Me Roshi Bhadain, l’un des avocats de Dick Ng Sui Wa, a soulevé une motion à la précédente audition demandant une lettre adressée au commissaire de police (CP) et la copie de la plainte contre son client. Hier les débats ont tourné autour de cette correspondance. Me Kaushik Goburdhun, avocat de l’Independent Commission Against Corruption (ICAC), a résisté à la demande de la défense. Selon lui, l’information est privilégiée et ne peut être communiquée. Il a expliqué que les officiers de la commission anticorruption n’ont pas le pouvoir de procéder à une arrestation et une lettre au CP est normale dans ces circonstances. « The letter was sent to the Commissioner of Police to effect arrest », a soutenu Me Goburdhun.
L’avocat principal de l’ICAC a fait comprendre que cette lettre n’est pas une preuve dans cette affaire. « S’il s’agissait d’une correspondance faisant partie des preuves, la poursuite aurait eu l’obligation de la communiquer à la défense. Mais tel n’est pas le cas », a fait ressortir l’homme de loi. Il est d’avis que la commission peut communiquer librement avec le CP. Sur la communication d’une copie de la plainte contre son client, l’avocat avait soulevé la thèse de « public interest immunity ».

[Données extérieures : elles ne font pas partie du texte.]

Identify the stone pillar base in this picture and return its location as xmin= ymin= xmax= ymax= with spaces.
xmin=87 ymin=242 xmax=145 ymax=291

Me Roshi Bhadain, ancien responsable des enquêtes à l’ICAC, a soutenu que la procédure dépasse le cadre légal de la PoCA. S’agissant du point de « public interest immunity » de la commission, l’homme de loi a déclaré qu’il n’y a aucune dimension nationale à l’affaire. L’avocat de la défense est d’avis que la communication de ces documents pourra éclaircir plusieurs zones d’ombre.
Dick Ng Sui Wa est défendu par Mes Doorgesh Ramsewak (Queen’s Counsel), Ivan Collendavelloo, Antoine Domingue (tous deux Senior Counsels), Lokraj Nuckchady, Roshi Bhadain et Yash Bhadain. Au moment des faits allégués, il était le président du Trust Fund for Specialised Medical Care (TFSMC) qui gère le centre cardiaque. L’ICAC lui reproche d’avoir accepté, entre novembre 2002 et mai 2003, un rabais sur trois billets d’avion d’Air Mauritius pour des voyages privés. Or, ces réductions étaient réservées pour les voyages officiels. Le ruling sur la communication de la lettre au CP et de la plainte est prévu le mardi 27 novembre.